Why We Need Mental-Health Treatment Beds
In Santa Barbara County, we see persons on our streets suffering from the most serious mental illness without treatment because they have no inkling they are ill. NAMI (National Alliance on Mental Illness) and Families ACT! are advocating for a higher level of available longer-term, temporary secured treatment for these persons so that they can recover and properly care for their own health.
Earlier this year, the county’s Community Corrections Partnership funded a pilot program to make four longer-term treatment beds available for the first time to jail inmates so that they could be in treatment instead of remaining in the jail. A month ago, we were told the first bed had been filled.
A week ago, the daughter of a couple I’ve been hearing from for years was admitted from the jail on a mental health conservatorship. She’d been cycling the system — homeless, then in the jail and the hospitals — for many years. Her parents had created an accessory dwelling unit for her, but she wouldn’t stay. They would occasionally hear from her and put her up in motels. They are hugely relieved, the father saying they at last have hope after so many years. They are impressed with the Crestwood Healing Center, a “subacute” treatment center. Their daughter initially tried to abscond, but she could not. She has asked to go home, but her parents know she is not yet ready and would not do well. For someone who has been so ill for so long, it takes time for the brain to heal.

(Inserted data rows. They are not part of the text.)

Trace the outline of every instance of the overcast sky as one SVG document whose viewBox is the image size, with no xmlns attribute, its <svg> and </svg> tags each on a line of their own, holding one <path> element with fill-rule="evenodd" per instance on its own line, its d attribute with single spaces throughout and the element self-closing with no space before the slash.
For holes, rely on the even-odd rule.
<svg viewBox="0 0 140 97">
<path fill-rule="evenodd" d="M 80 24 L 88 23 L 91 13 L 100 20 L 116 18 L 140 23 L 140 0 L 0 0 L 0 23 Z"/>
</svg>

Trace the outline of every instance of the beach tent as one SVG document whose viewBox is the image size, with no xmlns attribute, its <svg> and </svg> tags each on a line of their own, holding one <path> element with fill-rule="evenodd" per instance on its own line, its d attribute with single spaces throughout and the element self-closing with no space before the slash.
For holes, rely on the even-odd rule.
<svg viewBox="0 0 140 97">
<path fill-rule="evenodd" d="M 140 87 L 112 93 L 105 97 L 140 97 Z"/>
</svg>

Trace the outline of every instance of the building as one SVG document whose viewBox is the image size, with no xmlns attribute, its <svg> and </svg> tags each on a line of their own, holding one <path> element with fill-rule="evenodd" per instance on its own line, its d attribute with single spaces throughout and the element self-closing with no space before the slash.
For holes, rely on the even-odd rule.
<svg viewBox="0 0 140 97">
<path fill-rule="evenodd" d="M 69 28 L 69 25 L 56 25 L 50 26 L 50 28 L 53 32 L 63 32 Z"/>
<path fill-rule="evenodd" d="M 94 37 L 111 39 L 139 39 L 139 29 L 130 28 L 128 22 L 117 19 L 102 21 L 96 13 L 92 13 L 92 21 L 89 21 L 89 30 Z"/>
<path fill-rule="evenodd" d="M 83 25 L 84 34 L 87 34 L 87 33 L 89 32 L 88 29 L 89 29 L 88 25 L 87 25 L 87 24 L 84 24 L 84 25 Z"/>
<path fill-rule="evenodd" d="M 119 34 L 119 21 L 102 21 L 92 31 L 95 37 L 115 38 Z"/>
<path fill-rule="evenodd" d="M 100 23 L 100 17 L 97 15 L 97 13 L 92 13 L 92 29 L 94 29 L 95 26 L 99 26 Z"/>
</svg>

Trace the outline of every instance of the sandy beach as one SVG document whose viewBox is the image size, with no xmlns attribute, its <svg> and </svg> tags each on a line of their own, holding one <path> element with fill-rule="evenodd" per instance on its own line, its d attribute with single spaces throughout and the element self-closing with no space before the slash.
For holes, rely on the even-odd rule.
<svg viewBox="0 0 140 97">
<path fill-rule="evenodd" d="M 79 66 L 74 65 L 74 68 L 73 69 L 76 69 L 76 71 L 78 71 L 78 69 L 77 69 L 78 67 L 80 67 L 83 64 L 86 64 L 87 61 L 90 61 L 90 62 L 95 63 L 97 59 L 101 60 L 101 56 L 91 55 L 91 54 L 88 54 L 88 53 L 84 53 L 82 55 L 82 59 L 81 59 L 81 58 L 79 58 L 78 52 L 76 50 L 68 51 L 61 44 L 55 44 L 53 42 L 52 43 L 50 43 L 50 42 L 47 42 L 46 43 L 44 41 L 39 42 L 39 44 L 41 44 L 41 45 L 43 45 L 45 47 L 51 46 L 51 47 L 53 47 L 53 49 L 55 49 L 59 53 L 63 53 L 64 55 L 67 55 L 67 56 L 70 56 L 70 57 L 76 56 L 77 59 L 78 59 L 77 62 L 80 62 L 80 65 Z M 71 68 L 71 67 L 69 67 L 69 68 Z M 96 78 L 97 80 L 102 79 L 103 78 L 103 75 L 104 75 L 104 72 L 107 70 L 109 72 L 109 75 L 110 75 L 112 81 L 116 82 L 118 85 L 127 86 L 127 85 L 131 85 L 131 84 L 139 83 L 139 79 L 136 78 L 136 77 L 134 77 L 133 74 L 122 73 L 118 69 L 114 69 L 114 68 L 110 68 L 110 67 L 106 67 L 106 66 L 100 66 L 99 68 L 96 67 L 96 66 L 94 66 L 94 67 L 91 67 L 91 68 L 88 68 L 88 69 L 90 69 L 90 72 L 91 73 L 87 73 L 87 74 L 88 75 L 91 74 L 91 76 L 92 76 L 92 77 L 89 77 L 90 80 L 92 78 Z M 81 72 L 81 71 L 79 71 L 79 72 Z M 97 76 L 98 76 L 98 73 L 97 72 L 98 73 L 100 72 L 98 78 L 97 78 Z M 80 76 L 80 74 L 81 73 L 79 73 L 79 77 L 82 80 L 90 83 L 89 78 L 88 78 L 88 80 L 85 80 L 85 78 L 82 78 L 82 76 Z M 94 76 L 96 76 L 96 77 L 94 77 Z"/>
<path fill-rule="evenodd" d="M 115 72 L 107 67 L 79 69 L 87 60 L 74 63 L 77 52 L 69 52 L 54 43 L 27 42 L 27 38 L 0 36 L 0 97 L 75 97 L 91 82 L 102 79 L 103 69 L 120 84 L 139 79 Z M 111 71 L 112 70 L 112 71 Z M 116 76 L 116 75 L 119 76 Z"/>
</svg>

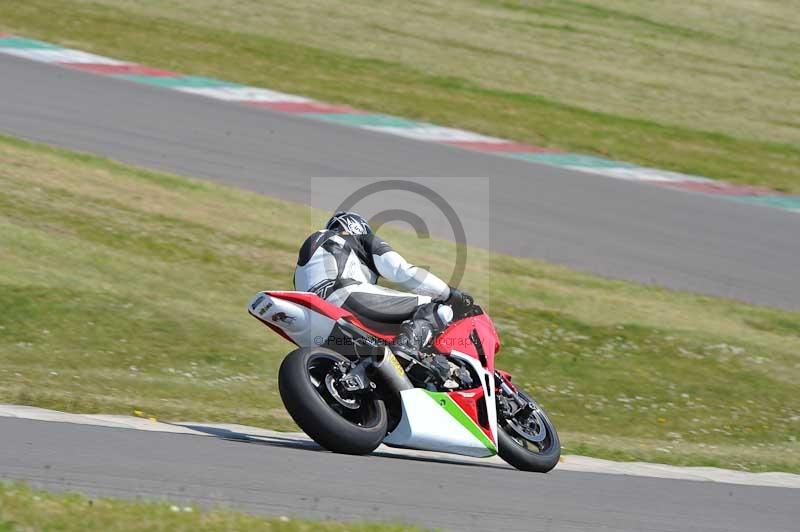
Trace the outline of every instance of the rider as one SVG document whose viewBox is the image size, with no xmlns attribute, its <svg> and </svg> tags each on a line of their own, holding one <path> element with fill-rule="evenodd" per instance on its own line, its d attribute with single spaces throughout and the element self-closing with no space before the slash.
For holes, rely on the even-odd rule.
<svg viewBox="0 0 800 532">
<path fill-rule="evenodd" d="M 379 277 L 408 292 L 378 286 Z M 472 306 L 469 295 L 409 264 L 355 212 L 336 212 L 325 229 L 306 239 L 294 286 L 352 312 L 367 326 L 399 329 L 392 350 L 418 360 L 420 349 L 445 328 L 453 312 Z M 428 361 L 446 378 L 449 368 L 441 362 Z"/>
</svg>

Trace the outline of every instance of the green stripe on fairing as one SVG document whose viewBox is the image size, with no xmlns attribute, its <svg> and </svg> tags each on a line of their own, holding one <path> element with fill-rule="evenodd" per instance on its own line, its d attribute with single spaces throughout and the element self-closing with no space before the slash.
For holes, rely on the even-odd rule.
<svg viewBox="0 0 800 532">
<path fill-rule="evenodd" d="M 730 199 L 800 211 L 800 196 L 735 196 Z"/>
<path fill-rule="evenodd" d="M 60 46 L 54 46 L 42 41 L 25 39 L 23 37 L 0 37 L 0 48 L 31 48 L 36 50 L 59 50 Z"/>
<path fill-rule="evenodd" d="M 241 87 L 236 83 L 230 83 L 213 78 L 203 78 L 200 76 L 137 76 L 132 74 L 121 74 L 114 76 L 119 79 L 127 79 L 129 81 L 136 81 L 139 83 L 147 83 L 148 85 L 158 85 L 159 87 L 191 87 L 191 88 L 224 88 L 224 87 Z"/>
<path fill-rule="evenodd" d="M 492 443 L 486 434 L 481 430 L 481 428 L 475 424 L 472 419 L 464 412 L 460 406 L 453 401 L 449 395 L 443 392 L 429 392 L 428 390 L 423 390 L 428 397 L 433 399 L 436 404 L 444 408 L 445 412 L 453 416 L 453 418 L 461 423 L 461 425 L 467 429 L 470 434 L 475 436 L 487 449 L 492 452 L 497 452 L 497 447 Z"/>
<path fill-rule="evenodd" d="M 424 124 L 405 118 L 381 114 L 361 113 L 303 113 L 306 118 L 316 118 L 327 122 L 336 122 L 347 126 L 376 127 L 422 127 Z"/>
<path fill-rule="evenodd" d="M 577 153 L 509 153 L 509 157 L 556 166 L 585 166 L 588 168 L 635 168 L 636 165 L 602 157 Z"/>
</svg>

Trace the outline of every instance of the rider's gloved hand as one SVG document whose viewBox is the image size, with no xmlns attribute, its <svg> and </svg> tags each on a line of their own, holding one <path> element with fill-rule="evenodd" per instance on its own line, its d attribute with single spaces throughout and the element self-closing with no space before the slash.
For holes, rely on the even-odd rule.
<svg viewBox="0 0 800 532">
<path fill-rule="evenodd" d="M 453 308 L 453 314 L 461 316 L 472 308 L 472 305 L 475 304 L 475 300 L 471 295 L 451 286 L 450 297 L 447 298 L 445 304 Z"/>
</svg>

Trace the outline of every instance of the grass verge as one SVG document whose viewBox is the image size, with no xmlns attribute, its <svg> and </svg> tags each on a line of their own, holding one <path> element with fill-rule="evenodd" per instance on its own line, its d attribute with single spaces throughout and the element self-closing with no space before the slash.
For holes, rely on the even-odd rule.
<svg viewBox="0 0 800 532">
<path fill-rule="evenodd" d="M 263 518 L 231 511 L 201 510 L 169 502 L 54 494 L 23 484 L 0 483 L 0 531 L 133 532 L 252 530 L 255 532 L 401 532 L 416 527 Z"/>
<path fill-rule="evenodd" d="M 325 213 L 0 137 L 0 402 L 294 429 L 250 318 Z M 310 224 L 310 225 L 309 225 Z M 451 243 L 382 234 L 449 271 Z M 800 313 L 470 250 L 567 453 L 800 472 Z"/>
<path fill-rule="evenodd" d="M 27 0 L 0 4 L 0 30 L 800 193 L 793 14 L 788 1 Z"/>
</svg>

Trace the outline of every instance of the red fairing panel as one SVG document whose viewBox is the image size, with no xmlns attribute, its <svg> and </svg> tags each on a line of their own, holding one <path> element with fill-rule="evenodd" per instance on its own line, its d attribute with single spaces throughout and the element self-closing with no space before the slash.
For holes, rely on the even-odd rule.
<svg viewBox="0 0 800 532">
<path fill-rule="evenodd" d="M 458 390 L 455 392 L 448 392 L 447 395 L 449 395 L 453 402 L 460 406 L 461 410 L 481 428 L 490 441 L 494 441 L 492 429 L 488 425 L 481 423 L 480 416 L 478 416 L 478 401 L 484 396 L 483 388 L 478 387 L 470 390 Z"/>
<path fill-rule="evenodd" d="M 451 323 L 436 339 L 434 346 L 440 353 L 447 354 L 451 351 L 459 351 L 480 360 L 478 350 L 469 339 L 473 329 L 478 331 L 478 337 L 483 344 L 483 352 L 486 355 L 486 369 L 494 371 L 494 356 L 500 350 L 500 339 L 494 330 L 492 320 L 486 314 Z"/>
</svg>

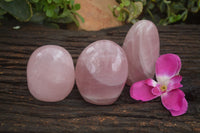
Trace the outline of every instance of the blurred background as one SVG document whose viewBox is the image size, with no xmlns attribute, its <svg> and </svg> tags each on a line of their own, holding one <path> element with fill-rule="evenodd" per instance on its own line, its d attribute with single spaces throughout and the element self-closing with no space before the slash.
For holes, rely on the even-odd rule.
<svg viewBox="0 0 200 133">
<path fill-rule="evenodd" d="M 0 0 L 0 26 L 37 23 L 98 31 L 148 19 L 156 25 L 200 24 L 200 0 Z"/>
</svg>

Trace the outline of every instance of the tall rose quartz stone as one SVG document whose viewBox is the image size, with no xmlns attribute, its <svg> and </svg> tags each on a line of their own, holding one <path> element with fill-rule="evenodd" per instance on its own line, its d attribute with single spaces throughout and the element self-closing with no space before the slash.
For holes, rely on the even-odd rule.
<svg viewBox="0 0 200 133">
<path fill-rule="evenodd" d="M 126 35 L 123 49 L 128 59 L 128 85 L 154 76 L 160 41 L 158 30 L 151 21 L 141 20 L 134 24 Z"/>
<path fill-rule="evenodd" d="M 128 63 L 121 47 L 100 40 L 86 47 L 76 64 L 76 83 L 89 103 L 109 105 L 121 94 L 128 76 Z"/>
<path fill-rule="evenodd" d="M 71 55 L 55 45 L 36 49 L 28 61 L 27 82 L 30 93 L 36 99 L 45 102 L 63 100 L 75 82 Z"/>
</svg>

The son of another mother went to Crestwood on November 6. He’d been in the jail in an isolated “safety” cell for many months, incompetent to stand trial before he went to a state hospital (a total years for both) to try to restore competency, then was returned to the jail as “unrestorable.” We don’t believe he or anyone is unrestorable. His mother, who has been his strongest advocate for years, at last has hope for his recovery.
Last week, in another case I’ve been following, the young man who has been decompensating on the street with intermittent incarcerations, was again arrested, this time on a nonviolent felony. Now, a “doubt” regarding competency to stand trial is being declared to the court, and the father has been told his son will very likely be assessed as gravely disabled and eligible for conservatorship, at which point he could go to the Crestwood Center. His father has been told to be patient, because the legal process for securing mental-health conservatorship takes quite awhile. Maybe someone else will have taken that fourth bed at Crestwood in the meantime?
If I, by chance, happen to know about three of these cases of inmates who qualify for Crestwood placement, I believe there must be many more who need these beds. We in NAMI and Families ACT! hear from the families. The need will continue to increase with recent legislative initiatives, such as CARE Court, the upcoming implementation of California’s Grave Disability bill (Senate Bill 43), and the passage of Prop 36, that will increase incarceration for petty thefts and drug offenses.
While no one wants our loved ones subject to an involuntary placement, it is sometimes literally a matter of life or death for the most ill until they can regain their capacity for self care. We need many more of these treatment beds. Now, we have the opportunity to apply for them under the Prop 1 mental health infrastructure program, funded at $3.3 billion, with grant applications due December 13.
My hope is that we as a county redesign our mental-health treatment system whereby it is not necessary for someone to cycle in and out of crisis with multiple brief hospitalizations and arrests. And then be arrested once again on more serious charge before he/she can secure this level of care as medically necessary. But, it won’t happen until we have an adequate number of longer-term “subacute” treatment beds instead of jail cells. This is what we urge the county to apply for under the Prop 1 grant.